Determinant of symmetric matrix is an irreducible polynomial
This can also be done in a similar way as described in the post linked in the question for general square matrices. Letting $f\in\mathbb F[x_{ij}]_{1\le i\le j\le n}$ be the determinant, suppose that it decomposes as $f=gh$. We need to show that $g$ or $h$ is constant. This follows from the following properties of the determinant (when expressed as a linear combination of monomials in the $x_{ij}$),
- For each $i=1,\ldots,n$, $f$ is first order in $x_{ii}$.
- For each $1\le i < j\le n$, $f$ contains terms containing $x_{ij}$ but does not contain any terms containing $x_{ii}x_{ij}$ or $x_{jj}x_{ij}$.
I will make use of the following simple statements about factorisation in polynomial rings. (i) If a linear term in $k[x]$ factorizes into a product of two polynomials, then one is linear in $x$ and the other is independent of $x$. (ii) If $f=gh$ for $g\in k[x]\setminus k$ and $h\in k[y]\setminus k$ then $fg$ contains monomial terms containing $xy$.
Now, for the argument that if $f=gh$ then either $g$ or $h$ is constant. By property (1) above, for each $i$, either $g$ is first order in $x_{ii}$ and $h$ is independent of $x_{ii}$, or vice-versa.
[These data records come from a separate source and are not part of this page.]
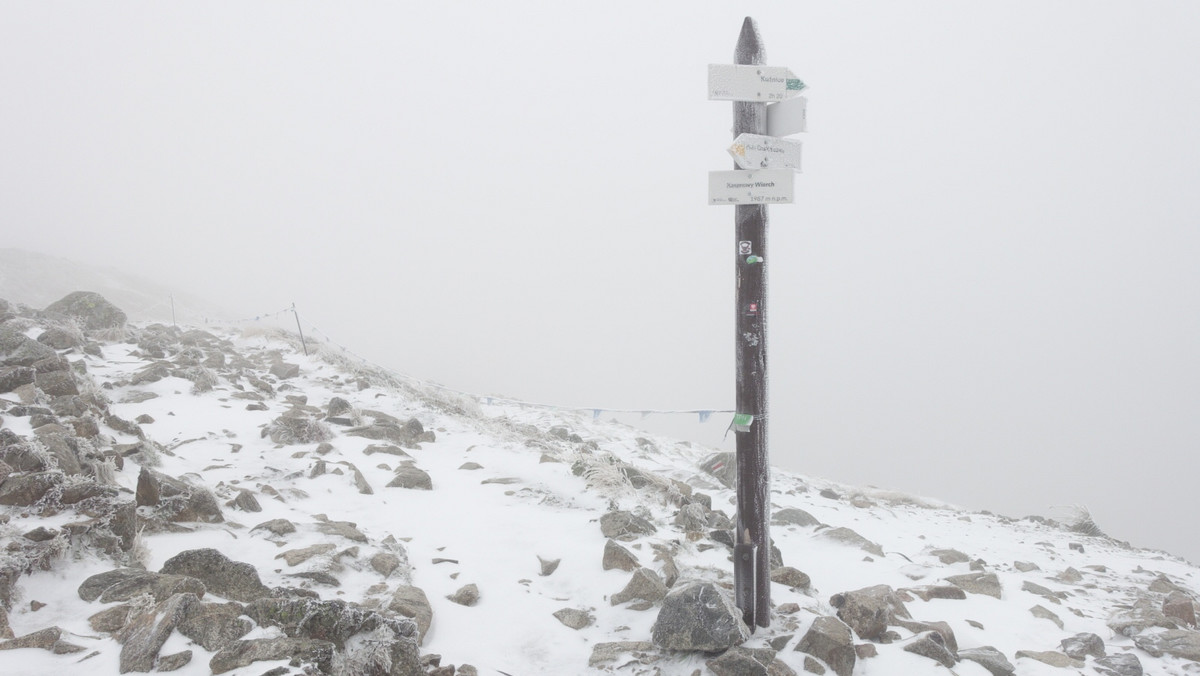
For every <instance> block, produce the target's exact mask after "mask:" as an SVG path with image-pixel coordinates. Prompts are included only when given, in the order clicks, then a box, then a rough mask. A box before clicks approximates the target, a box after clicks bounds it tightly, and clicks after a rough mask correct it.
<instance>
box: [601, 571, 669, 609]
mask: <svg viewBox="0 0 1200 676" xmlns="http://www.w3.org/2000/svg"><path fill="white" fill-rule="evenodd" d="M666 596H667V586H666V585H665V584H664V582H662V578H659V574H658V573H655V572H654V570H650V569H649V568H638V569H637V570H634V576H632V578H630V580H629V584H626V585H625V588H624V590H622V591H619V592H617V593H614V594H612V597H610V599H608V600H610V603H611V604H612V605H620V604H623V603H625V602H630V600H634V599H642V600H648V602H650V603H658V602H660V600H662V599H664V597H666Z"/></svg>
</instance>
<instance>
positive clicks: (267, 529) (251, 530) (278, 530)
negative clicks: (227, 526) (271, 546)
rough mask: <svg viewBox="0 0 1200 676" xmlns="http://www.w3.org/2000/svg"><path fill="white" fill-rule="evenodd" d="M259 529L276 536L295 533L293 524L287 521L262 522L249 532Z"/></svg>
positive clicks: (287, 520)
mask: <svg viewBox="0 0 1200 676" xmlns="http://www.w3.org/2000/svg"><path fill="white" fill-rule="evenodd" d="M259 528H263V530H265V531H270V532H271V533H274V534H276V536H287V534H289V533H294V532H296V526H295V524H293V522H292V521H288V520H287V519H271V520H270V521H263V522H262V524H259V525H258V526H254V527H253V528H251V531H257V530H259Z"/></svg>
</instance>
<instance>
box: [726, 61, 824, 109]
mask: <svg viewBox="0 0 1200 676" xmlns="http://www.w3.org/2000/svg"><path fill="white" fill-rule="evenodd" d="M803 89H804V82H802V80H800V78H798V77H796V73H793V72H792V71H790V70H787V68H785V67H782V66H739V65H736V64H709V65H708V100H709V101H782V100H785V98H791V97H793V96H798V95H799V94H800V90H803Z"/></svg>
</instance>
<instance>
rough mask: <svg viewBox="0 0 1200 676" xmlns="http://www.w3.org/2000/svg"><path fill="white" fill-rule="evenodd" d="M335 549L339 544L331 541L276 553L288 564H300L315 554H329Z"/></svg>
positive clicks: (291, 565)
mask: <svg viewBox="0 0 1200 676" xmlns="http://www.w3.org/2000/svg"><path fill="white" fill-rule="evenodd" d="M335 549H337V545H335V544H329V543H324V544H316V545H312V546H306V548H304V549H289V550H288V551H284V552H282V554H277V555H275V558H282V560H283V561H284V562H287V564H288V566H299V564H300V563H304V562H305V561H308V560H310V558H312V557H314V556H320V555H323V554H329V552H331V551H334V550H335Z"/></svg>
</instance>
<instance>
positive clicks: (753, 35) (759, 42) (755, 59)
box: [733, 17, 767, 66]
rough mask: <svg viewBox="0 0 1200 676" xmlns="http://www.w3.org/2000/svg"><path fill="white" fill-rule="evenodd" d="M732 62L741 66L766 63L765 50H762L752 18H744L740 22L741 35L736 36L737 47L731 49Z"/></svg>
mask: <svg viewBox="0 0 1200 676" xmlns="http://www.w3.org/2000/svg"><path fill="white" fill-rule="evenodd" d="M733 62H734V64H738V65H743V66H761V65H762V64H764V62H767V50H766V49H763V48H762V36H761V35H758V24H757V23H756V22H755V20H754V18H752V17H746V20H744V22H742V35H739V36H738V46H737V47H736V48H734V49H733Z"/></svg>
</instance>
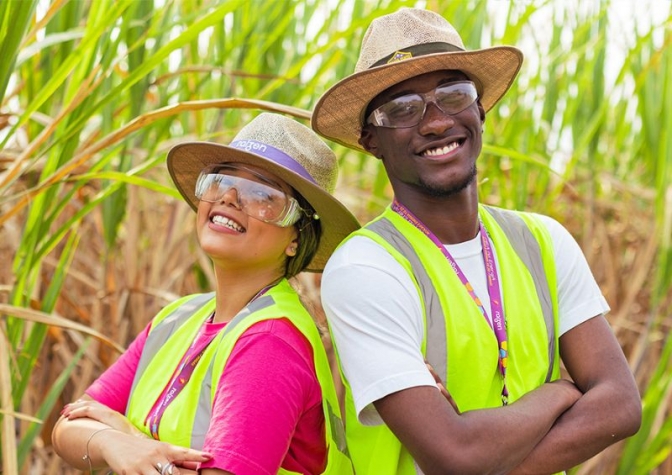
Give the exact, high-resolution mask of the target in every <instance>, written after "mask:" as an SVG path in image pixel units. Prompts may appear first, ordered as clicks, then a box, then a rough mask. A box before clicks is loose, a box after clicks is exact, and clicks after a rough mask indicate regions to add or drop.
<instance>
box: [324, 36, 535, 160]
mask: <svg viewBox="0 0 672 475" xmlns="http://www.w3.org/2000/svg"><path fill="white" fill-rule="evenodd" d="M522 63H523V53H522V52H521V51H520V50H519V49H518V48H514V47H512V46H495V47H492V48H485V49H480V50H473V51H456V52H442V53H433V54H428V55H424V56H418V57H415V58H411V59H407V60H403V61H398V62H394V63H390V64H385V65H382V66H377V67H375V68H371V69H367V70H364V71H360V72H358V73H354V74H352V75H350V76H348V77H346V78H344V79H342V80H341V81H339V82H338V83H336V84H335V85H334V86H332V87H331V88H330V89H329V90H328V91H327V92H325V93H324V94H323V95H322V97H320V99H319V100H318V102H317V104H316V105H315V109H314V112H313V116H312V118H311V126H312V127H313V130H315V132H317V133H318V134H320V135H322V136H323V137H326V138H328V139H330V140H332V141H334V142H337V143H340V144H341V145H345V146H346V147H349V148H353V149H356V150H362V151H363V150H364V149H363V148H362V146H361V145H360V144H359V138H360V134H361V130H362V122H363V114H364V111H365V109H366V107H367V106H368V104H369V103H370V102H371V101H372V100H373V99H374V98H375V97H376V96H377V95H378V94H380V93H381V92H383V91H385V90H386V89H388V88H390V87H392V86H394V85H395V84H398V83H400V82H402V81H405V80H407V79H410V78H413V77H416V76H419V75H421V74H425V73H429V72H433V71H441V70H459V71H462V72H464V73H465V74H466V75H467V76H468V77H469V78H470V79H472V80H473V81H474V82H475V83H476V85H477V87H478V89H479V100H480V102H481V104H482V105H483V108H484V109H485V110H486V111H488V110H490V109H491V108H492V107H493V106H494V105H495V104H496V103H497V101H499V99H501V97H502V96H503V95H504V94H505V93H506V91H507V90H508V89H509V87H511V84H512V83H513V80H514V79H515V77H516V75H517V74H518V71H519V70H520V67H521V65H522Z"/></svg>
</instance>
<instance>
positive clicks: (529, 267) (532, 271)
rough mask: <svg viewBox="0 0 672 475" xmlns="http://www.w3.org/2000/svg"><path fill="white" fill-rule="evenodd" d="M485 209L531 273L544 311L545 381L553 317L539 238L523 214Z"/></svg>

Choose any $1\le i < j\le n$ such that $g$ is linear in $x_{ii}$. Then:
- $h$ is independent of $x_{ii}$.
- $h$ is also independent of $x_{ij}$ otherwise $gh$ will contain terms containing $x_{ii}x_{ij}$, contradicting (2).
- $g$ depends on $x_{ij}$ otherwise $gh$ would be independent of $x_{ij}$, contradicting (2).
- $g$ is linear in $x_{jj}$ otherwise $h$ would be linear in $x_{jj}$ and $gh$ would contain terms containing $x_{jj}x_{ij}$, contradicting (2).
Supposing that $g$ is linear in $x_{11}$ (wlog) the above argument can be applied to each $i < j$ to show that $h$ is independent of all the indeterminates $x_{ii},x_{jj},x_{ij}$ and, hence, is constant.